Nous ne savons pas encore combien de chercheurs se consacreront à ce programme car nous devons trouver les moyens de financer leur travail, qu'il s'agisse de l'analyse des données dont nous disposons déjà ou du recueil des données à venir. Nous avons bénéficié d'une première tranche de financement avec les 2 millions d'euros octroyés par le Commissariat général à l'investissement (CGI) et le soutien de plusieurs partenaires nous a permis de recruter des post-doctorants, de commencer à analyser les données et de préparer le recueil de témoignages pour 2018. Mais je vais laisser à Carine Klein le soin de vous en dire plus.

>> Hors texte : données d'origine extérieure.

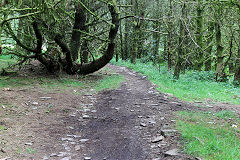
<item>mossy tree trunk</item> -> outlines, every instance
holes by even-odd
[[[184,28],[184,17],[186,15],[185,11],[185,3],[181,6],[181,18],[179,20],[179,37],[178,37],[178,48],[177,48],[177,59],[176,59],[176,65],[174,69],[174,77],[176,79],[179,79],[180,72],[183,69],[183,55],[184,55],[184,38],[185,38],[185,28]]]
[[[214,22],[210,21],[208,23],[208,35],[207,35],[207,47],[205,54],[205,71],[210,71],[212,69],[212,48],[213,48],[213,32],[214,32]]]
[[[198,48],[196,50],[196,64],[194,64],[194,69],[201,70],[203,66],[203,7],[201,0],[197,1],[197,17],[196,17],[196,43]]]
[[[133,39],[132,39],[132,55],[131,55],[131,63],[136,63],[137,58],[141,58],[141,52],[143,47],[143,18],[145,16],[145,7],[146,0],[133,0],[132,5],[134,6],[133,13],[138,18],[134,18],[133,22]]]
[[[168,57],[168,70],[171,70],[172,67],[172,0],[169,0],[169,13],[168,13],[168,20],[167,20],[167,57]]]
[[[135,21],[133,31],[133,42],[132,42],[132,54],[131,54],[131,63],[136,63],[137,55],[138,55],[138,41],[139,41],[139,33],[140,26],[138,22]]]
[[[215,79],[221,80],[222,76],[224,75],[224,58],[223,50],[224,47],[222,46],[222,33],[221,33],[221,24],[220,24],[220,14],[221,14],[221,6],[217,6],[217,19],[215,21],[215,36],[216,36],[216,71],[215,71]]]
[[[81,0],[81,2],[86,5],[87,0]],[[81,32],[86,31],[86,10],[84,7],[77,3],[75,5],[75,19],[72,30],[72,37],[70,42],[70,52],[72,54],[73,61],[76,61],[79,57],[79,49],[81,47]],[[79,31],[80,30],[80,31]]]
[[[123,53],[123,60],[127,60],[128,58],[131,58],[131,54],[130,54],[130,20],[126,20],[125,21],[125,25],[124,25],[124,53]]]
[[[239,19],[239,31],[240,31],[240,19]],[[238,33],[240,35],[240,32]],[[240,39],[238,40],[238,52],[235,60],[235,73],[234,80],[240,85]]]

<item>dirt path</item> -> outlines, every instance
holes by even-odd
[[[170,95],[158,93],[156,86],[134,71],[113,65],[108,67],[125,76],[120,88],[84,96],[48,93],[45,96],[52,98],[38,105],[65,108],[56,108],[51,116],[40,116],[39,110],[28,113],[32,122],[24,124],[27,127],[20,129],[22,134],[18,133],[18,138],[22,136],[19,141],[29,153],[15,154],[16,158],[4,150],[0,152],[0,159],[192,159],[179,151],[179,134],[172,129],[172,114],[193,108]],[[22,95],[23,91],[16,96],[26,97]],[[31,96],[34,100],[42,93],[31,92]]]
[[[171,129],[171,116],[183,105],[159,94],[145,77],[125,67],[109,67],[123,74],[126,81],[119,89],[98,94],[93,112],[82,116],[84,125],[74,126],[71,135],[81,133],[80,141],[84,143],[77,148],[81,152],[69,154],[69,159],[186,159],[180,152],[165,153],[179,149],[177,132]],[[71,142],[79,141],[70,139]]]

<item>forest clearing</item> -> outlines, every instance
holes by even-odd
[[[0,160],[239,160],[237,0],[1,0]]]

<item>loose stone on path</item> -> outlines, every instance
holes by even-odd
[[[179,151],[180,151],[179,149],[175,148],[175,149],[172,149],[172,150],[169,150],[169,151],[165,152],[164,154],[166,156],[178,156],[178,155],[180,155]]]
[[[157,142],[162,141],[163,139],[164,139],[163,136],[156,136],[156,137],[153,137],[153,138],[152,138],[151,142],[152,142],[152,143],[157,143]]]

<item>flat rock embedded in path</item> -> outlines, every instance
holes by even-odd
[[[70,160],[70,159],[71,159],[71,157],[64,157],[61,160]]]
[[[50,157],[56,157],[57,156],[57,153],[52,153],[51,155],[50,155]]]
[[[40,97],[41,100],[51,99],[52,97]]]
[[[81,143],[87,142],[89,139],[80,139]]]
[[[83,119],[89,119],[90,116],[85,114],[85,115],[82,116],[82,118],[83,118]]]
[[[147,127],[147,124],[146,123],[140,123],[140,126]]]
[[[63,157],[66,156],[67,152],[59,152],[59,154],[57,155],[58,157]]]
[[[163,136],[155,136],[155,137],[152,138],[151,142],[152,143],[157,143],[157,142],[162,141],[163,139],[164,139]]]
[[[180,150],[175,148],[175,149],[171,149],[171,150],[165,152],[164,154],[166,156],[179,156],[180,155],[179,152],[180,152]]]
[[[163,135],[164,137],[169,137],[169,136],[172,136],[173,134],[175,134],[176,132],[177,132],[177,130],[175,130],[175,129],[162,129],[161,135]]]
[[[62,138],[62,141],[73,141],[73,138]]]

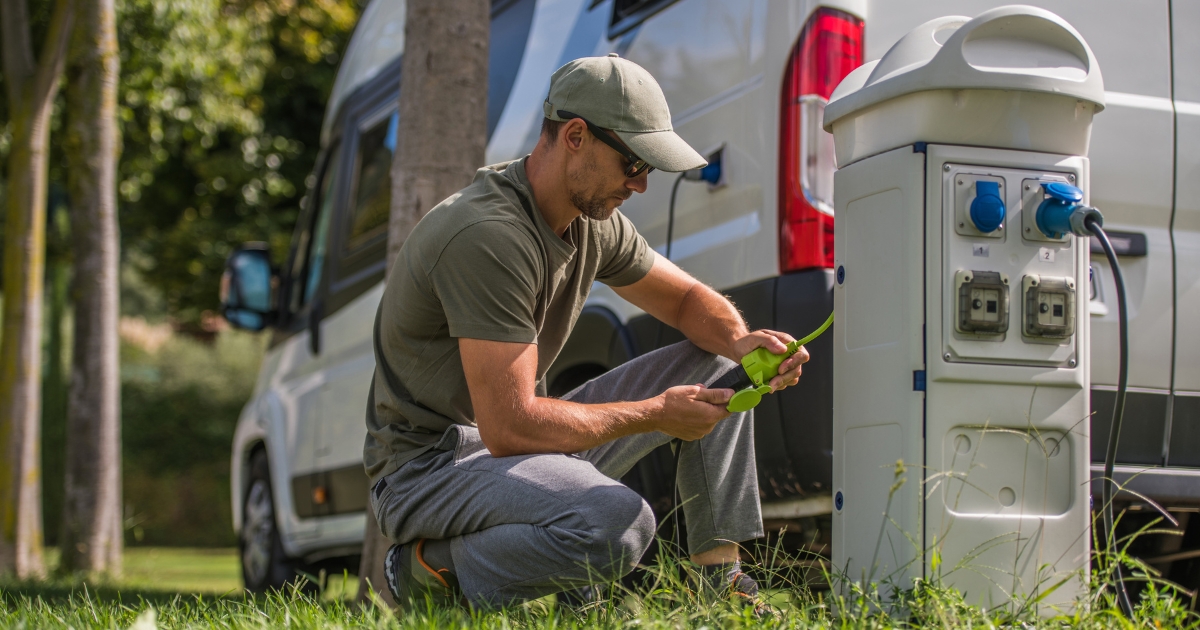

Le 28/12/2016 à 14:23, Laïc1 a dit :
"Comme elle le souligne, ce qui était visé dans cet attentat, c'était la figure de la mère, avec tout ce qu'elle représente dans la culture méditerranéenne."
Le camion écrasait tout ce qui présentait sur son passage au hasard : comment peut-on dès lors affirmer que le criminel au volant visait plus spécifiquement les mères de famille, la figure de la mère ? ça n'a pas de sens.
Ou alors, on peut penser que dans l'idée de cette pédo-psychiatre tout ce qui est méditerranéen est forcément féminin, comme la culture nordique serait masculine, non pas parce tel est le cas, mais parce qu'elle voit la culture méditerranéenne comme une culture moins mécanisée, moins dominante que la culture nordique, donc moins puissante, et donc féminine... Et après d'autres psys vont nous dire que les méditerranéens sont très jaloux, très machos car très virils, on pourrait ainsi dire que c'est la figure du père dans sa puissance castratrice (très freudien, non ?) qui était visée dans cet attentat méditerranéen ... , bref on met en valeur avec ces deux versions opposées l'incohérence psychologique officielle habituelle, il y en aura pour tous les goûts.